34 states have announced deficits for 2011. These are doozies. They are the total shortfall as a percentage of the full year 2011 budget. Here are the worst: Nevada 54%; 41.5% from Illinois: New Jersey 38.3%; Arizona 36.6%; North Carolina 30.3%; Utah 30.2%; Connecticut 28.9%; Georgia 26.2%; Minnesota 26%; South Carolina 25.6%; Wisconsin 23.9%; California and Colorado at 21.6% and Florida at 20.2%.
For 2012 the worst are Illinois 52.3%; New York 37.3%; Nevada 36.7%; Mississippi 27.6%; California 25.7% and Minnesota 25%. How is that for incompetence?
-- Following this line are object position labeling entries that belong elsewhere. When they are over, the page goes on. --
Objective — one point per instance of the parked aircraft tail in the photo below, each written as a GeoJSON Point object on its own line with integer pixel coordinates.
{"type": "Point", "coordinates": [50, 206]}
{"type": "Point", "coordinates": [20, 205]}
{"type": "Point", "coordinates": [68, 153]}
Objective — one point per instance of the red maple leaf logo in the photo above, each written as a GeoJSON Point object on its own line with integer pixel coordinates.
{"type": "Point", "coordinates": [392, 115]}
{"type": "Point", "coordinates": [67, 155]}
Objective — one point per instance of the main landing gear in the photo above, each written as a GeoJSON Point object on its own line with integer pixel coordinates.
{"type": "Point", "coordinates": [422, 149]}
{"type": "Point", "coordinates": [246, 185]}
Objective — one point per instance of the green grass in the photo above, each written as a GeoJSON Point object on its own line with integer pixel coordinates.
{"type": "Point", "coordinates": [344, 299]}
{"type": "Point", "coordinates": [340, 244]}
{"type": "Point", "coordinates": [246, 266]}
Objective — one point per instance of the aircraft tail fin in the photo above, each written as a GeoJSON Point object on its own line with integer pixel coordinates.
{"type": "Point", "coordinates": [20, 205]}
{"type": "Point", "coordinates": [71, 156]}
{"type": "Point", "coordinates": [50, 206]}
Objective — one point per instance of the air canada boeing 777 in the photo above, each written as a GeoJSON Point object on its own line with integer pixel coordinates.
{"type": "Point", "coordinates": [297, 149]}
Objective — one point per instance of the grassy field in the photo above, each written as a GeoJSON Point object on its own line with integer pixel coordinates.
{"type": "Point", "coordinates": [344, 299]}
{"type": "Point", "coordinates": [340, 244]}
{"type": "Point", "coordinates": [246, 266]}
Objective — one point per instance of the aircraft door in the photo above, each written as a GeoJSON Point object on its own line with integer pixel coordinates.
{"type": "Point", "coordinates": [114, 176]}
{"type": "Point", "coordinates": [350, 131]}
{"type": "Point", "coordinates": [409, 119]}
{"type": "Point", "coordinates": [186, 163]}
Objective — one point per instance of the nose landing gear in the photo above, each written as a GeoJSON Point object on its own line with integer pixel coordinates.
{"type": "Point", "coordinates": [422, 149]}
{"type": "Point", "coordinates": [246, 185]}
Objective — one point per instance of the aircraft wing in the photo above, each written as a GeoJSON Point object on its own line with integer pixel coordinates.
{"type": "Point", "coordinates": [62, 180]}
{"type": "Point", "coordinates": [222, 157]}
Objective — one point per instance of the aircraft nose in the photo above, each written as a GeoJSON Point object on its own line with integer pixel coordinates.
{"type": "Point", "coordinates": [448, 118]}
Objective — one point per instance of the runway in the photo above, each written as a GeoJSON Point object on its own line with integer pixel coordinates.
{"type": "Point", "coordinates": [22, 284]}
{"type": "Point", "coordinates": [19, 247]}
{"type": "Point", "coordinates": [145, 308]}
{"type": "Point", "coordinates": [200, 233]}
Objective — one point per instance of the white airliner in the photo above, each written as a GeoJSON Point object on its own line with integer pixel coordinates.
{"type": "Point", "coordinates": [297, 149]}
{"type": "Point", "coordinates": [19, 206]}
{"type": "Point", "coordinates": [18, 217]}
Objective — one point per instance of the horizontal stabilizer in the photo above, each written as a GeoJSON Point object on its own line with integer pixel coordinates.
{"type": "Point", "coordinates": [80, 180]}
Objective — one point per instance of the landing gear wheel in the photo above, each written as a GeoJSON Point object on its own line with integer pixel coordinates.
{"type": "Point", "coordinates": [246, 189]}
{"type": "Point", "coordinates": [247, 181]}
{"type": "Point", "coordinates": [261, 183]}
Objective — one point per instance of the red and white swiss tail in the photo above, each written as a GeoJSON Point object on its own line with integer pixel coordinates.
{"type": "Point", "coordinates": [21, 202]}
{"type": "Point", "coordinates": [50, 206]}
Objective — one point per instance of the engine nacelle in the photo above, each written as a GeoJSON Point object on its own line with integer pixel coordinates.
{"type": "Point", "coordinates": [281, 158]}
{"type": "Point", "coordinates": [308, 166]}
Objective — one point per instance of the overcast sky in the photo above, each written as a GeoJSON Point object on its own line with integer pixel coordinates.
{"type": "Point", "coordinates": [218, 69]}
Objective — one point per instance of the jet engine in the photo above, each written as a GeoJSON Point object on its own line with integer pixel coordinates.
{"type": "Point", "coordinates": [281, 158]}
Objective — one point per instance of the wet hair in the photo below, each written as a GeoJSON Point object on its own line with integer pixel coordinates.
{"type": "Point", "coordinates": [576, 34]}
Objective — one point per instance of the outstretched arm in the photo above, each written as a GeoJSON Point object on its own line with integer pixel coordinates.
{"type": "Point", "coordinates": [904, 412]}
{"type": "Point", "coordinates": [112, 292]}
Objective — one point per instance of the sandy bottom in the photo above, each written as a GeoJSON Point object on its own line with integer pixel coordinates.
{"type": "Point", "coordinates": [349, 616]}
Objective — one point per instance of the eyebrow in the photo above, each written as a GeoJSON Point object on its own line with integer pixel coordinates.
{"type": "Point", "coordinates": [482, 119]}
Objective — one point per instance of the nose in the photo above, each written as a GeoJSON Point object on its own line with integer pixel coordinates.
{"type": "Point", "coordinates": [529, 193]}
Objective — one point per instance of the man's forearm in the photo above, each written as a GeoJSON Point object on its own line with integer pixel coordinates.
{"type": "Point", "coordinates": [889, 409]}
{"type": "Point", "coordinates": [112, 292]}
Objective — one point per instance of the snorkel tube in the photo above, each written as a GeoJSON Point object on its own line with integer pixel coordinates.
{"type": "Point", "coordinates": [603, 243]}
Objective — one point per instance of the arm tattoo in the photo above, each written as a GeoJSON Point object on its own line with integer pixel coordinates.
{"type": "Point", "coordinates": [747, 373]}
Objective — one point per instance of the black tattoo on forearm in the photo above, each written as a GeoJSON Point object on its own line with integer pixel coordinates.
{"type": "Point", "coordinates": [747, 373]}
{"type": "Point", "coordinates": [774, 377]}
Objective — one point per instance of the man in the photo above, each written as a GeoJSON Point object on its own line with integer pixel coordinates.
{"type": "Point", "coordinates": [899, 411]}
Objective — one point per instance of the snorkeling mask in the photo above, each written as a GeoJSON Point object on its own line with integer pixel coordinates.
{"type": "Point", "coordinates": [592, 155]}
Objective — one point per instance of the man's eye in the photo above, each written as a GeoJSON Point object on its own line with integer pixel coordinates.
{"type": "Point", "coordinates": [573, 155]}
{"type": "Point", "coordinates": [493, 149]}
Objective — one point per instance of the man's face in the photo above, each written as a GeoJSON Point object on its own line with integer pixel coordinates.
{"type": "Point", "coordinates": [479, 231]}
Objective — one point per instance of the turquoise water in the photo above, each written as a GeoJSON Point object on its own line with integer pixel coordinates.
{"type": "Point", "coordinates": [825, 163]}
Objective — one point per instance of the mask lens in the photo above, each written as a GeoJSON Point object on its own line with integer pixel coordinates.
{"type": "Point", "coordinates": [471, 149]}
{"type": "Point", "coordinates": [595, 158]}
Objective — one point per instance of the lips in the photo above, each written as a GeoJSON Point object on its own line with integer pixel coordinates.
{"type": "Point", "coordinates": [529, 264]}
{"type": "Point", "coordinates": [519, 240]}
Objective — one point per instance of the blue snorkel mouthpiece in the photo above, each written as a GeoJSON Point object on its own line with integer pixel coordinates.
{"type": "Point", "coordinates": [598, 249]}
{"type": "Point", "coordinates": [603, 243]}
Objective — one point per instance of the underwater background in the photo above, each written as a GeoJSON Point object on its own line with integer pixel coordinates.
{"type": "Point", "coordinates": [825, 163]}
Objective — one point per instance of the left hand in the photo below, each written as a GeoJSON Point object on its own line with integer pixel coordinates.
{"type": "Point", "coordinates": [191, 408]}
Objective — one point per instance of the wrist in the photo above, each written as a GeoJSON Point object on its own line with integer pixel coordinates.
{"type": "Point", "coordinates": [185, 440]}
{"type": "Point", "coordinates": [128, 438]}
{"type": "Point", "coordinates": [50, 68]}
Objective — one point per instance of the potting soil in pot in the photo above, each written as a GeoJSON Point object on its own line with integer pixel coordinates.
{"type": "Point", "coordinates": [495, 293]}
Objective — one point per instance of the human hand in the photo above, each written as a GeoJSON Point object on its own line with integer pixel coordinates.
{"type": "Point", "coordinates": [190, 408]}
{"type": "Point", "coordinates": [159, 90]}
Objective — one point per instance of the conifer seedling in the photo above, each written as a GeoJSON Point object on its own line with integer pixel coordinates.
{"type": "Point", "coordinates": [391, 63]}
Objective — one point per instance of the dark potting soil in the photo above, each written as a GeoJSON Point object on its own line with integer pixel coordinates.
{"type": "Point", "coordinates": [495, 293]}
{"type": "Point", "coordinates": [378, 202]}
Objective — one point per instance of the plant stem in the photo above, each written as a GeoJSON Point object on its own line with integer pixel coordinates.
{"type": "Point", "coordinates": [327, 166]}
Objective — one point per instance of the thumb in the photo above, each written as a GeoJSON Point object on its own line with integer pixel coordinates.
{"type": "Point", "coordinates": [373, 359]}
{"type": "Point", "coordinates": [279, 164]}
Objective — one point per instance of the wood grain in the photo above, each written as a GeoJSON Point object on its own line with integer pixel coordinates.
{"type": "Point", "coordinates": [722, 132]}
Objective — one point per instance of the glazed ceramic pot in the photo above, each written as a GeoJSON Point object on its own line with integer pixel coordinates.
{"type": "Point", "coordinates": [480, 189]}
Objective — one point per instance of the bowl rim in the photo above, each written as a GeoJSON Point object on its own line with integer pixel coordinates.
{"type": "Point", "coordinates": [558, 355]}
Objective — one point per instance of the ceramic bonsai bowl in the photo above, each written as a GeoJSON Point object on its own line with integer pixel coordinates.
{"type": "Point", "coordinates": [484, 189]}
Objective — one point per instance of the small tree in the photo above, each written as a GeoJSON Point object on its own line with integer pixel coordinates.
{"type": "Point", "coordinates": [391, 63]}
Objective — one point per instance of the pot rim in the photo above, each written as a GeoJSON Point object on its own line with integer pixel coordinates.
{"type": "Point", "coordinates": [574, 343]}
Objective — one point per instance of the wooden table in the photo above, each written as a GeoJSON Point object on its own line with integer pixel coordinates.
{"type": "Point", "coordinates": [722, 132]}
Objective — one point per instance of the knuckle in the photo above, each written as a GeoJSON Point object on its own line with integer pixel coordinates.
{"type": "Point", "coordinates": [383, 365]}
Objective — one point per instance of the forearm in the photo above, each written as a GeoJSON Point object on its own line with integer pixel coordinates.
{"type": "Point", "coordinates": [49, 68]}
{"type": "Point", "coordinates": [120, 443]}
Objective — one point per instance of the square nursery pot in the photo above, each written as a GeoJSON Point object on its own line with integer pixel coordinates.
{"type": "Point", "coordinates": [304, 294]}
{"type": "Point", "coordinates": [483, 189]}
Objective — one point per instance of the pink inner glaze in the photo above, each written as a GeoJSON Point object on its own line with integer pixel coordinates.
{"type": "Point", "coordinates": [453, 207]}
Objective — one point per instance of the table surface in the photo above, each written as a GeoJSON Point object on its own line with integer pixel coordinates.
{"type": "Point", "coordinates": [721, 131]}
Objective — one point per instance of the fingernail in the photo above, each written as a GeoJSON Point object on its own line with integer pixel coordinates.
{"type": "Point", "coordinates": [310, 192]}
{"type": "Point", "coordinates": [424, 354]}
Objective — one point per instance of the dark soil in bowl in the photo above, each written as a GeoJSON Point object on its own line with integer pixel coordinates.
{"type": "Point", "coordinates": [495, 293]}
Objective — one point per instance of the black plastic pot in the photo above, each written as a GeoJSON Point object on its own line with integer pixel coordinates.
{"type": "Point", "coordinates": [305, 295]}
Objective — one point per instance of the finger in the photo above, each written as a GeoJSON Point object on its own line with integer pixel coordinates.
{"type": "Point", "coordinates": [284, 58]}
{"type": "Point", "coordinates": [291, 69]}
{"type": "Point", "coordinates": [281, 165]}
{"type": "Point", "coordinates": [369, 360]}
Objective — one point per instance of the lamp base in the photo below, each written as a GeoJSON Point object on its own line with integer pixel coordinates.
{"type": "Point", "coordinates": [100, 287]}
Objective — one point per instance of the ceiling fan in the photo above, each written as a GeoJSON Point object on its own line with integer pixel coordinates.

And, these numbers are going to get worse.
30 states have raised taxes, which could eventually lead to tax revolt. This leads as well to less service and less overall demand, less business and profits, which deepens the downturn. This is truly the worst of all worlds and it is nowhere near over. The federal government supplies about 40% of shortfalls, most of it for Medicaid – the rest goes into a state fund. Some of this assistance to some states ends this year and some by mid next year. Residents can then expect more service cuts and higher taxes. That will reduce GDP and cost perhaps 1 million jobs.
There you have it. This is the direction in which the states are headed. They made no preparations and are essentially buried. Next the administration intends to force pension and retirement plans to buy government securities and to fund federal work projects. This is like in Greece and in other European countries – this is the nightmare of all nightmares.